Ana Menü

Öyle Bir Gol Ki...(Mustafa Demirtaş)

Başlatan Bircan*, Mart 09, 2008, 17:20:35

0 Üyeler ve 1 Ziyaretçi konuyu incelemekte.

Bircan*

"Topu tavana takmak yasak değil mi? İptal edin bunu da!" mı desek? "Hoşgeldin Bobo" mu desek? Yoksa "Şampiyon Beşiktaşım ne isterse iste benden" mi desek bilemiyorum...

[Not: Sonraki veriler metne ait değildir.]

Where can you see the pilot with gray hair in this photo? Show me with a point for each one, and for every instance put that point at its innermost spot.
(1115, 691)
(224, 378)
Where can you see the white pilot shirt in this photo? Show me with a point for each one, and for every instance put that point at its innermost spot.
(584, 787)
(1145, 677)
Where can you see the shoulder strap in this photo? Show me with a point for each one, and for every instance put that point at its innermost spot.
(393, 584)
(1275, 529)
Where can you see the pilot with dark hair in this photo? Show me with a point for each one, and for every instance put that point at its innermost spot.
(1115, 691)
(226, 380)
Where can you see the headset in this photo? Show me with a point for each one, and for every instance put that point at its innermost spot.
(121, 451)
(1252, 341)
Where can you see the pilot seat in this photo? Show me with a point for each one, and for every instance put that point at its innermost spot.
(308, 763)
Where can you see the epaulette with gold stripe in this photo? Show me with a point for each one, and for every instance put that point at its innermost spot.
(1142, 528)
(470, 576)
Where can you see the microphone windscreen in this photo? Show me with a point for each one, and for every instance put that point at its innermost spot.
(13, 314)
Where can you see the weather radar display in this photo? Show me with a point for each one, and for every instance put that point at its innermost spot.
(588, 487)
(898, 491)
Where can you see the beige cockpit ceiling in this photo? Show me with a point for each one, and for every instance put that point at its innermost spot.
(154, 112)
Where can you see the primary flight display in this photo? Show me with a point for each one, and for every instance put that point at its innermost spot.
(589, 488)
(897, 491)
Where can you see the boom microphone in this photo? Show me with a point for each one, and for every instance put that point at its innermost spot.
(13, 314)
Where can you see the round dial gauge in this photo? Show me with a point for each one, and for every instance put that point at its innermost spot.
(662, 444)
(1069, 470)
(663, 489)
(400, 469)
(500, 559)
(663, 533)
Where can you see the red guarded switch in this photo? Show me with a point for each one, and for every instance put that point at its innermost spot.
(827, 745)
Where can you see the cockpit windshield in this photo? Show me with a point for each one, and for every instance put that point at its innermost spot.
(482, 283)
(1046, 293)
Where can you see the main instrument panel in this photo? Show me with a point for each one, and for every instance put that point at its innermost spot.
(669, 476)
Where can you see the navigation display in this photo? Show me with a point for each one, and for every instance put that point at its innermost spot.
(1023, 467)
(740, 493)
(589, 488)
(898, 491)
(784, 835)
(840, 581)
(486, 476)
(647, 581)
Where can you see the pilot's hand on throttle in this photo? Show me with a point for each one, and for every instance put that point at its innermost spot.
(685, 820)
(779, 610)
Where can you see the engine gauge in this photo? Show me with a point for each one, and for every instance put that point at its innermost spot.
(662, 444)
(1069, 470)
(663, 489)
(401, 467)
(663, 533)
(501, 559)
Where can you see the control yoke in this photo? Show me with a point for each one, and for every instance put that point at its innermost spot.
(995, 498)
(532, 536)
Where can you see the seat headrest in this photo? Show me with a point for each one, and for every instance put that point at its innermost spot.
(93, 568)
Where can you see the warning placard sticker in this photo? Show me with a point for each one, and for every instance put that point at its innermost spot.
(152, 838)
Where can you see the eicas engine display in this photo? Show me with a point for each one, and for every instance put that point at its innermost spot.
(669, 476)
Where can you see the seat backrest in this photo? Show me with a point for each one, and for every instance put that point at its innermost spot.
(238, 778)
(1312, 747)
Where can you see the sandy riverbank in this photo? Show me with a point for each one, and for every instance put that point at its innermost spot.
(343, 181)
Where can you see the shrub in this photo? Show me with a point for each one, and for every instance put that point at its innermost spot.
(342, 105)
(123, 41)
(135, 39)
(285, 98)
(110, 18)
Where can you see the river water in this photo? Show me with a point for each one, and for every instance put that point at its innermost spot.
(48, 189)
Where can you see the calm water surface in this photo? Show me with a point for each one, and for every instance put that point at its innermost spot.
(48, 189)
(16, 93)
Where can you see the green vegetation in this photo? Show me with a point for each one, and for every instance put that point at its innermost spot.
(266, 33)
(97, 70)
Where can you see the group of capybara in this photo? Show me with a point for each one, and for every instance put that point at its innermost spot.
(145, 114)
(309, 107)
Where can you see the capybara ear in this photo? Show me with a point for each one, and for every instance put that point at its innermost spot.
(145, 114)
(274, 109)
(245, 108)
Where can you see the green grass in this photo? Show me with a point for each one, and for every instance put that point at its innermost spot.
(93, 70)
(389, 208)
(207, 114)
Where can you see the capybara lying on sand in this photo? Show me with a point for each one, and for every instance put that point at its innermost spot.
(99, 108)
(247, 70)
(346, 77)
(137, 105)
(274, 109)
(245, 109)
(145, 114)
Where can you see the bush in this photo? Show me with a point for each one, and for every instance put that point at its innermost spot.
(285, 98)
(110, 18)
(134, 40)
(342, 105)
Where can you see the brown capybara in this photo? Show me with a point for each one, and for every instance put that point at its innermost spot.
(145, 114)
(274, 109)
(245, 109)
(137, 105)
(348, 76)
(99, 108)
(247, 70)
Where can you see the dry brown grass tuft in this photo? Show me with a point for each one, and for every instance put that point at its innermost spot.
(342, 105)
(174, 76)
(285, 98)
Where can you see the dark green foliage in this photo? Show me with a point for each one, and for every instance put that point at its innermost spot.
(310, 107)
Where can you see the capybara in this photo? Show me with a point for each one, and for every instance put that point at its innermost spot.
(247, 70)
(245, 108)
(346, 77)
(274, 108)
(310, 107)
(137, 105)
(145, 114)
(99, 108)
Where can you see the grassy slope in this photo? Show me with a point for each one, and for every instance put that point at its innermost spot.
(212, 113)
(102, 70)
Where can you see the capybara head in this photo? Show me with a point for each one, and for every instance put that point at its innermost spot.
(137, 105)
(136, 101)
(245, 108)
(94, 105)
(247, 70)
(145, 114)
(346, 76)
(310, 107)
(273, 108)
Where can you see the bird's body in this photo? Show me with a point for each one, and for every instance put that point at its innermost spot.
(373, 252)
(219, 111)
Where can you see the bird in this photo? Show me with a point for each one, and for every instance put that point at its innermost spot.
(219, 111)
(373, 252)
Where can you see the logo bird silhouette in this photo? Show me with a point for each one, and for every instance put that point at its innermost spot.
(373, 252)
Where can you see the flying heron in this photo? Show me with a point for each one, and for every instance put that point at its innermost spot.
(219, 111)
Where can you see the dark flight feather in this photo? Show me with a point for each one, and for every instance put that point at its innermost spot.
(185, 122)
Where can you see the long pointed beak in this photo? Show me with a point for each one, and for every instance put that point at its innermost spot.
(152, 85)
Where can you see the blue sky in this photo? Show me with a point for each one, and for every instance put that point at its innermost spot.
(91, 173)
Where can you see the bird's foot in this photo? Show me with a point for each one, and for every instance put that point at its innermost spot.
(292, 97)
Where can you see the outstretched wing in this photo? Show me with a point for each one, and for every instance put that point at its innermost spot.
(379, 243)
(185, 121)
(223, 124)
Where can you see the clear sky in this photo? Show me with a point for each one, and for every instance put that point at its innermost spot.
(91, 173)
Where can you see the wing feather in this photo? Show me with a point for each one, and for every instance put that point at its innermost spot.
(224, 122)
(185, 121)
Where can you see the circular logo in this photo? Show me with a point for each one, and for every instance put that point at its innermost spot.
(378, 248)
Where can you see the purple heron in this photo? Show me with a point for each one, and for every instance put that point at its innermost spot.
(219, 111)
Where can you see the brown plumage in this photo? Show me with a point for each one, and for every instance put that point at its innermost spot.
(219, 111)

En iyisi sırayla hepsini demek...

Topu tavana takmak yasak değil miydi?

Anlaşılan odur ki, memlekette Beşiktaş'ın aleyhinde bir karar olursa yan hakemlere uyuluyor. Aylar önce yine Ankara'da kendisinin farkında olmasına rağmen, "yan hakeme uyalım gitsin" diyen bir hakemle Beşiktaş'ın 2 puanına çökülmüştü.  Bugün de "kararlı" yan hakeme uymayıp "burnunun dikine giden" hakemle bir 2 puan da gitmek üzereydi. Neyse ki Bobo'nun golü bizi bu sinir harbinden bir nebze uzaklaştırdı. Ama ne yalan söyliyeyim, ben gole biraz rötarlı sevindim. Birisi topu tavana taktı ama sayılamacak mı diye bekledim. Ne bileyim, ufakken tek kale maç yapardık ve "abanmayı" yasak etmiştik zaten dar sahada oynadığımızdan. Yani bu gol de "o mesafeden böylesine sert tavana takılır mı be kardeşim!" diye iptal edilebilirdi. Sağolsunlar bir çok hakem ilklerini bize yaşatıyorlar da...

Hoş geldin Bobo

Nedenini bilmiyorum ama o golün geleceğini, uzatmaların tükendiğini görsem de hissediyordum. Konuştuğum bir çok Beşiktaşlı arkadaşım da aynı şeyi söylüyor. Bir takımın taraftarına böylesine "son dakika golü" inancı aşılaması iyi bir şey. Böylelikle aksi skorlarda, tribünlerdeki "sabır süresi" gittikçe artacaktır. Brezilya Milli Takımı'na çağrılmasıyla morali tavan yapmış ancak sonra gözlerden ıraklaşmış Bobo'nun bu golü atması ayrıca güzel oldu. O moralinin tekrar geri gelmesi açısından. Aslında çok etkili değildi oyuna girdiğinden itibaren. Normal olan da bu aslında, uzun süredir oynamayan bir oyuncudan "oyunun seyrini" değiştirmesini bekleyemeyiz. Ama işte öyle futbolcular oluyor ki, oyunun seyrini değiştirmese de "gol şansıyla" direkt skorunu değiştire biliyor. Çok değil 9 maç daha Bobo...
Konu golden açılmışken dip not olarak; Holosko golün geldiği korneri kazandırırken, ölü noktaya gitmiş topu aceleye getirmedi ve topun rakipten dışarı gitmesini sağladı. Galatasaray maçından sonra bahsettiğimiz "Holosko'nun en kötü top kaybı korner-taç oluyor" özelliğinin ne kadar önemli olduğu bir kez daha ortaya çıktı.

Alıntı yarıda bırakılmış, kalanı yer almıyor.